AFTER: While it's definitely the same plot as the 1931 film - Dracula hires a ship to take him and his many coffins to the U.K. - there are still some notable differences.  For example, this film starts out on that ship, with Drac's voyage already in progress.  Why waste time dicking around with exposition in his Transylvanian castle when we can get right to the action and the imminent threat of a vampire heading for a crowded, industrialized nation?  The Count can catch up with Jonathan Harker in England when he moves into Carfax Abbey, the prime real estate that comes with its own cobwebs, so he should feel right at home.

This moves Renfield back to being introduced later in the story, just like in the novel.  But he still ends up in the asylum that's run by Dr. Seward.  Only here Dr. Seward is Lucy's father (in the book she's Lucy Westenra, which was always an odd last name, I thought) and to further simplify things, Mina Murray (later Mina Harker in most versions) becomes Van Helsing's daughter for this film.  You have to remember that the 1931 film was made during very cheaply during the Depression, and there was also a notable recession during the 1970's, so it seems that the production company tried to save some money here by reducing the number of last names.  For a story that only had about a dozen characters to begin with, they whittled the story down here to just about 7 or 8 major roles.

This does give both Dr. Seward and Prof. Van Helsing good reason to take an active role in battling Count Dracula - because their daughters are not safe when there's a horny vampire on the prowl.  And even if they can't save their daughter's lives, they can at least save their souls with a stake through the heart.  But in most of the versions I've seen so far, Lucy is Dracula's first victim and Mina is romantically involved with Jonathan Harker, but they flipped the script here and made Mina the first woman Dracula attacks, and Lucy Seward is engaged to Jonathan.  I'm not sure why this changed, maybe some focus group responded better to the name Lucy, so they gave her the bigger role?

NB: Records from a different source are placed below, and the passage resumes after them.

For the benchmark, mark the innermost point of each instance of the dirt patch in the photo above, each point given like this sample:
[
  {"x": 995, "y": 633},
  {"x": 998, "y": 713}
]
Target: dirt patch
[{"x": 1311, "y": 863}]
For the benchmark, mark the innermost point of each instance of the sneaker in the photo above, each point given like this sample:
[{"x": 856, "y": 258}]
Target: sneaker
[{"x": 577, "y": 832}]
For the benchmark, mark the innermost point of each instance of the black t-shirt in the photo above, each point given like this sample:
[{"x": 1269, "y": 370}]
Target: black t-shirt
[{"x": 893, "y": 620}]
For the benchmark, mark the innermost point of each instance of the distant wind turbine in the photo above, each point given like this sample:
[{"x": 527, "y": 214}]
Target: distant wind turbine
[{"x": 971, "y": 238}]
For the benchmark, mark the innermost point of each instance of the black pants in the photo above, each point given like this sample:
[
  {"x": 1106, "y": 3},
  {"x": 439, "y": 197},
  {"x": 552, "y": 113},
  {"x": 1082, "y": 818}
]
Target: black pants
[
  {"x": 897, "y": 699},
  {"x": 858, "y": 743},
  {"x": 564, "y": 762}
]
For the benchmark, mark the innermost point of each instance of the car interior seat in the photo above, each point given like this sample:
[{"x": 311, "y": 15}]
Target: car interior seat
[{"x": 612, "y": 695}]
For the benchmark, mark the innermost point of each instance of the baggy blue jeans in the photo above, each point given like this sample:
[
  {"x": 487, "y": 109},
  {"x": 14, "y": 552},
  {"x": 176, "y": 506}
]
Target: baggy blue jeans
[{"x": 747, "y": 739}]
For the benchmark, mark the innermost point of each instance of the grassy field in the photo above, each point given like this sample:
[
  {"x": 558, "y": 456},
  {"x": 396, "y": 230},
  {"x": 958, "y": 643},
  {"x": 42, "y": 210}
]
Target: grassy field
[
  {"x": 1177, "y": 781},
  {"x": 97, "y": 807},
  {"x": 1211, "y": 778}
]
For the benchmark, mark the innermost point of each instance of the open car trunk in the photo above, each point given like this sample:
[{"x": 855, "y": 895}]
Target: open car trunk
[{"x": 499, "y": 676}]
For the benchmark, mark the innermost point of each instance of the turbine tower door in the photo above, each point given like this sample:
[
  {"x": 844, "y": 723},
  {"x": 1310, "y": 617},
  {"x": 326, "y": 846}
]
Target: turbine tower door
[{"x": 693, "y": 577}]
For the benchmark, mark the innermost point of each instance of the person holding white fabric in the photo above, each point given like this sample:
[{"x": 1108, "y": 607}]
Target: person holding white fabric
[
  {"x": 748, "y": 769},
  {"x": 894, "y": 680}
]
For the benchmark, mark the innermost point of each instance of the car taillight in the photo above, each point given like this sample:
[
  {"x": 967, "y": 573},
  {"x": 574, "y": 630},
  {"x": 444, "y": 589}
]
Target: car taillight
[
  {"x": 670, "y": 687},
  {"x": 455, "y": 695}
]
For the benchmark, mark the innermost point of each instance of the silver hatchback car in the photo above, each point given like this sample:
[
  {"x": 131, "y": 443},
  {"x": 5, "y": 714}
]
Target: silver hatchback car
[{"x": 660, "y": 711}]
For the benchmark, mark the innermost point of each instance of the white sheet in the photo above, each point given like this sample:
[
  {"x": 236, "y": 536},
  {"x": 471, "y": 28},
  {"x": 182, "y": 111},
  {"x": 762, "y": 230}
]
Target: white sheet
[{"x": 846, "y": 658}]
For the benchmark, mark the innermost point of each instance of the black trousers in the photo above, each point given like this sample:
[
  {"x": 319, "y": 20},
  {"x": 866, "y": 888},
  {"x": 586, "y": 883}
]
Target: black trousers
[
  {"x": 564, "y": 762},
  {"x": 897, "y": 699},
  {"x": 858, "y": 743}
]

I'm also a little disappointed that they chose to set the action in 1913, where the 1931 film seemed to be set in the present - at least the scenes in London depicted a modern city of the 1930's.  When I imagined the type of Dracula film that could be made in the late 1970's, I pictured Dracula grooving down a NYC sidewalk, like John Travolta in "Saturday Night Fever" - it's not a big leap from that cape he wears to a disco outfit from that time.  (And this film was directed by John Badham, who also directed "Saturday Night Fever"...)

But it's good to see that production values and special effects were much better in this later remake, at least compared with that 1931 version.  Unfortunately a fake flying bat still looks like a fake flying bat, but at least there's some gore when Dracula bites a neck or tears open a throat, where the Bela Lugosi film had all that take place just out of shot.  And it looked like they shot the sailing scenes on a real working ship, and not just a set.

Starring Frank Langella (last heard in "The Prophet"), Laurence Olivier (last seen in "A Bridge Too Far"), Donald Pleasance (last seen in "Shadows and Fog"), Kate Nelligan (ditto), Trevor Eve, Jan Francis, Tony Haygarth, Teddy Turner.